Mondo Minori e social
Bruxelles vuole vietare i social ai minori di 13 anni
La Commissione europea ha presentato il Kids Act, che vieta l'accesso ai social ai minori di 13 anni e limita a un'ora al giorno l'uso per i ragazzi tra 13 e 15 anni. La proposta dovrà affrontare l'iter di approvazione a Bruxelles e la resistenza delle grandi piattaforme.

La Commissione europea ha presentato giovedì una proposta di regolamento, chiamata Kids Act, per limitare l'uso dei social media da parte dei minori in tutta l'Unione. Il testo prevede un divieto totale di accesso alle piattaforme social per i ragazzi sotto i 13 anni.
Per la fascia tra 13 e 15 anni sono previsti account limitati, con un tetto di un'ora al giorno e la supervisione dei genitori. Fino ai 18 anni, anche le app di condivisione video, i chatbot e le intelligenze artificiali capaci di interagire con le persone sarebbero soggetti a restrizioni.
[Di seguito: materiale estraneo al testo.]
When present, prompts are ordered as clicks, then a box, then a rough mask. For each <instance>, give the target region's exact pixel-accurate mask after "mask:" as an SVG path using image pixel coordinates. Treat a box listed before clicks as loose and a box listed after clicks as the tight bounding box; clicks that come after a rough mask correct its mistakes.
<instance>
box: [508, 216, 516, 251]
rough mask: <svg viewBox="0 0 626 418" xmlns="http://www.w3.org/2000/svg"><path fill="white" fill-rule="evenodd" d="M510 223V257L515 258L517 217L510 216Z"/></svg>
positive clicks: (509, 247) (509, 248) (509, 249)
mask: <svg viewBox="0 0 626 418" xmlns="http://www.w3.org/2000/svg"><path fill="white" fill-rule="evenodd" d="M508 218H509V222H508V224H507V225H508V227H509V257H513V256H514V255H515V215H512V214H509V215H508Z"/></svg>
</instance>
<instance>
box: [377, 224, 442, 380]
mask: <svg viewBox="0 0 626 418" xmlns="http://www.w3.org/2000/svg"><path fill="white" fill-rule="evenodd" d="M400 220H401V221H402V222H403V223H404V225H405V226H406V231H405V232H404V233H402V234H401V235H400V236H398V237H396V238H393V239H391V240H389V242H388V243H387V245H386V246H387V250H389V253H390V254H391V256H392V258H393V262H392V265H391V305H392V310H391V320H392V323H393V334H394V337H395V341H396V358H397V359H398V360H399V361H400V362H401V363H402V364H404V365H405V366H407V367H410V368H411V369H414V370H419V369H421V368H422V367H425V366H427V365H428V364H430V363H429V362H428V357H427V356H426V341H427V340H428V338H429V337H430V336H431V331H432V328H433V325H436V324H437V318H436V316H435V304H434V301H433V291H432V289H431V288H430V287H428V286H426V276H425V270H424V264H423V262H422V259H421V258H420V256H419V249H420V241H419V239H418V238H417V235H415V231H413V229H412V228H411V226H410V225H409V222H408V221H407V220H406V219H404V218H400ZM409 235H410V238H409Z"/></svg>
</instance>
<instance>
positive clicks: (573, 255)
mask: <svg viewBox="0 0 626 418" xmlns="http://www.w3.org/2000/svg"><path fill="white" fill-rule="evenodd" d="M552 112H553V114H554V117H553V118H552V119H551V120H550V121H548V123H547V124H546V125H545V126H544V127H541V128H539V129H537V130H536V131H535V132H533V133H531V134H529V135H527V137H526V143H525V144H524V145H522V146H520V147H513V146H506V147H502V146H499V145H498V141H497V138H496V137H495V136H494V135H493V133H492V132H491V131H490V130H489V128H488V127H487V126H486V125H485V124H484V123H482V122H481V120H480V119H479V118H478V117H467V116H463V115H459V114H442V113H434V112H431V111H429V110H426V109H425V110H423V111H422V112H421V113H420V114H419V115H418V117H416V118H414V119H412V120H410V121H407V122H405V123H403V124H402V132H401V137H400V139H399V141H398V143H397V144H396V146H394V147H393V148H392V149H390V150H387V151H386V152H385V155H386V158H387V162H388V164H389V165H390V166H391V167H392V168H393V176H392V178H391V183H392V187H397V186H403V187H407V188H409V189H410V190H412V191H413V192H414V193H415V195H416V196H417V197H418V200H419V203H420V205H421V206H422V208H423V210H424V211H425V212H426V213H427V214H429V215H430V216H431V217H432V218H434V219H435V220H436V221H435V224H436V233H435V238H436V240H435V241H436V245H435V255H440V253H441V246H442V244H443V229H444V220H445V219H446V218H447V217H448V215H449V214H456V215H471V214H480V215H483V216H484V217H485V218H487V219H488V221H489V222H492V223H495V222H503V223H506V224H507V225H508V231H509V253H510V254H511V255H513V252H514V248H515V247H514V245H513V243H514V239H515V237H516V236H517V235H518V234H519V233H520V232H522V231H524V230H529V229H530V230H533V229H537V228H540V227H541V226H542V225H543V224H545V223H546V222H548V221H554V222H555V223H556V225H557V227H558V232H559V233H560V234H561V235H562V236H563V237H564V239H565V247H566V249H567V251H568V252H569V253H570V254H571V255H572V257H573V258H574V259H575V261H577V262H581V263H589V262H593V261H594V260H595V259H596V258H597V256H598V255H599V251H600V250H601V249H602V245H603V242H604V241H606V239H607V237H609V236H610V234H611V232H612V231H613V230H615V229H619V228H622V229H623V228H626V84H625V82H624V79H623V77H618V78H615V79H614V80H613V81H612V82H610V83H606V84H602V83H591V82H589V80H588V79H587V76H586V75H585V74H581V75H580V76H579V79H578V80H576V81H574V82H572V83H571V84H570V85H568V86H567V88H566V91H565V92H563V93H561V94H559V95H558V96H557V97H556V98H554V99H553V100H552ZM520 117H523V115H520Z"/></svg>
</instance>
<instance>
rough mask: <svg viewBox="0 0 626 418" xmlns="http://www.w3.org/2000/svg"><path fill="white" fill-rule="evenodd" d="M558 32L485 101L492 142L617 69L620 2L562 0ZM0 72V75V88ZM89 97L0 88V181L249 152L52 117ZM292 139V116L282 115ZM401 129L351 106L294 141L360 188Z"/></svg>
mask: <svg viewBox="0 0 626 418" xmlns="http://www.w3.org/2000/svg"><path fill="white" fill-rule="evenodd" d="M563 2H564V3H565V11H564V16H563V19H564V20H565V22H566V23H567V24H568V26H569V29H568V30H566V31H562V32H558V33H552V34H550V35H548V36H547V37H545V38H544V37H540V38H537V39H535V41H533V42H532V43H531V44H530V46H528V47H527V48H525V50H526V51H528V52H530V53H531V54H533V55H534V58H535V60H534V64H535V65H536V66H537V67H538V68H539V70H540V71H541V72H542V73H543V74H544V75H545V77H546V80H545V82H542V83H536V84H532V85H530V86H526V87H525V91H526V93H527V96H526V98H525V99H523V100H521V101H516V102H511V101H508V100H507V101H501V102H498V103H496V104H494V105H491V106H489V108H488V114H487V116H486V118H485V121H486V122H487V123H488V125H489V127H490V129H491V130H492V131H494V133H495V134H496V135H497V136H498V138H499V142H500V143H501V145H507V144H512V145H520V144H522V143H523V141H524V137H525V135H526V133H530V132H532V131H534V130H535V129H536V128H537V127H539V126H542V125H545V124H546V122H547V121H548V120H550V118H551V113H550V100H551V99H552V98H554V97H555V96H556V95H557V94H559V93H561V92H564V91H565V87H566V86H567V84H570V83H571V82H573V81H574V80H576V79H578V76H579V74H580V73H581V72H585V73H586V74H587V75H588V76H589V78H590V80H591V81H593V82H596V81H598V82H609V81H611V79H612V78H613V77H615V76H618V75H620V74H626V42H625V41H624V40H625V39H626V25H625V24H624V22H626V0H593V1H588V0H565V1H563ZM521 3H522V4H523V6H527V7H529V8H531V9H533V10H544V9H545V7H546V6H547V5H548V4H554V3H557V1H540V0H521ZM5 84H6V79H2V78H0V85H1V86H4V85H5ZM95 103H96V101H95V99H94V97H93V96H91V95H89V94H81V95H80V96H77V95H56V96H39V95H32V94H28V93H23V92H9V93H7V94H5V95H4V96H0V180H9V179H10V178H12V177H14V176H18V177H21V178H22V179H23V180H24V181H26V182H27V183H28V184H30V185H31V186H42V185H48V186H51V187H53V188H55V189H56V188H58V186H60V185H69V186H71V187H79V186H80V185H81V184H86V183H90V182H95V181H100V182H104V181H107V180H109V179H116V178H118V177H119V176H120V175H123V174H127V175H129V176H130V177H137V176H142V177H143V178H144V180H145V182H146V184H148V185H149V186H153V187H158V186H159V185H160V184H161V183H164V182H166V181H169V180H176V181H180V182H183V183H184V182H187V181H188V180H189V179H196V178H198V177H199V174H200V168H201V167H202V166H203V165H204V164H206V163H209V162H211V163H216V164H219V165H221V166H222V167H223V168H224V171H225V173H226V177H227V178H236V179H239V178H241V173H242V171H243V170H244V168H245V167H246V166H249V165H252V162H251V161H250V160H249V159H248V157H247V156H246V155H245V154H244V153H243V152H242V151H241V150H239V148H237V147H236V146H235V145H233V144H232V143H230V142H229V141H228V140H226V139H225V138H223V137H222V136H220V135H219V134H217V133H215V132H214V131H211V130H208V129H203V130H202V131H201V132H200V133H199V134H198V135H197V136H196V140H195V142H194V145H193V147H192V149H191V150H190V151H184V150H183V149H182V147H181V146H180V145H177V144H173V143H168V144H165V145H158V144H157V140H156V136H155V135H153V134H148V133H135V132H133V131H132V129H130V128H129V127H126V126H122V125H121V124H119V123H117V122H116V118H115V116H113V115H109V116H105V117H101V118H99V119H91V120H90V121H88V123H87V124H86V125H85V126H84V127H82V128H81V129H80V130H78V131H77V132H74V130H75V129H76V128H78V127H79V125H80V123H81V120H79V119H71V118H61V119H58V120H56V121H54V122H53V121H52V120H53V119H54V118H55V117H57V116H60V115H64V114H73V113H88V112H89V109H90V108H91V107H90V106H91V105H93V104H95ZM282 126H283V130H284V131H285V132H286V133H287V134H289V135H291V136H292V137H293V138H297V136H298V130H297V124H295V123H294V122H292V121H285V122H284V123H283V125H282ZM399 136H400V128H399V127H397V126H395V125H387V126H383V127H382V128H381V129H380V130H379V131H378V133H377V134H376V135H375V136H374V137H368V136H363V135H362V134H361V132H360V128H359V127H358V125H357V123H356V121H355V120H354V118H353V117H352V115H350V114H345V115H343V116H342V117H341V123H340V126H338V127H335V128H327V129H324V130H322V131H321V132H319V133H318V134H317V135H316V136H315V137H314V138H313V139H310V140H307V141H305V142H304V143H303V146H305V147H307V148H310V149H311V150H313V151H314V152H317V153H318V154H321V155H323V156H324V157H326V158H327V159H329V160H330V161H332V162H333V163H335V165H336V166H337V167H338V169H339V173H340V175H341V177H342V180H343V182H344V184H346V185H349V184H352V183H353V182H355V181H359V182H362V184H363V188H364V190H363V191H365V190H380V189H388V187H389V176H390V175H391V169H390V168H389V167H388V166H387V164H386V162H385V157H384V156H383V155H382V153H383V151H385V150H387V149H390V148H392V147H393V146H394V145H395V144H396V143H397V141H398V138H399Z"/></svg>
La presidente della Commissione Ursula von der Leyen ha presentato la misura come una risposta a tecnologie che, ha detto, «non sono mai state concepite tenendo conto del benessere» dei ragazzi. Le piattaforme dovranno dimostrare che i loro servizi sono «safe by design», cioè sicuri fin dalla progettazione e adeguati all'età di chi li usa.
Un percorso ancora lungo
La proposta dovrà passare attraverso l'iter di approvazione dell'Unione, che coinvolge i 27 Stati membri e i gruppi politici del Parlamento europeo. Tra Consiglio e Parlamento si prevedono resistenze e scetticismi, e l'esito non è scontato.
Sul piano del controllo, il testo affida alle piattaforme stesse il compito di certificare il rispetto delle nuove regole, attraverso un piano di conformità e verifiche indipendenti. In caso di infrazione, le sanzioni possono arrivare al 6% del fatturato annuo globale dell'azienda.
Dietro la proposta si profila anche uno scontro con le grandi aziende tecnologiche, che riguarda insieme il piano normativo e quello geopolitico. A Bruxelles pesano ancora le minacce di nuovi dazi lanciate dal presidente statunitense Donald Trump dopo la multa miliardaria imposta dall'UE a Google. La Commissione cerca quindi un equilibrio tra fermezza verso le piattaforme e cautela verso Washington.
Per le famiglie e le scuole, la posta in gioco riguarda il tempo che i più giovani passano online e le conseguenze sul loro benessere psicologico e sociale. Resta da vedere se lasciare alle stesse aziende il compito di verificare l'applicazione delle regole basterà a proteggere davvero i minori, o se servirà un controllo pubblico più stringente.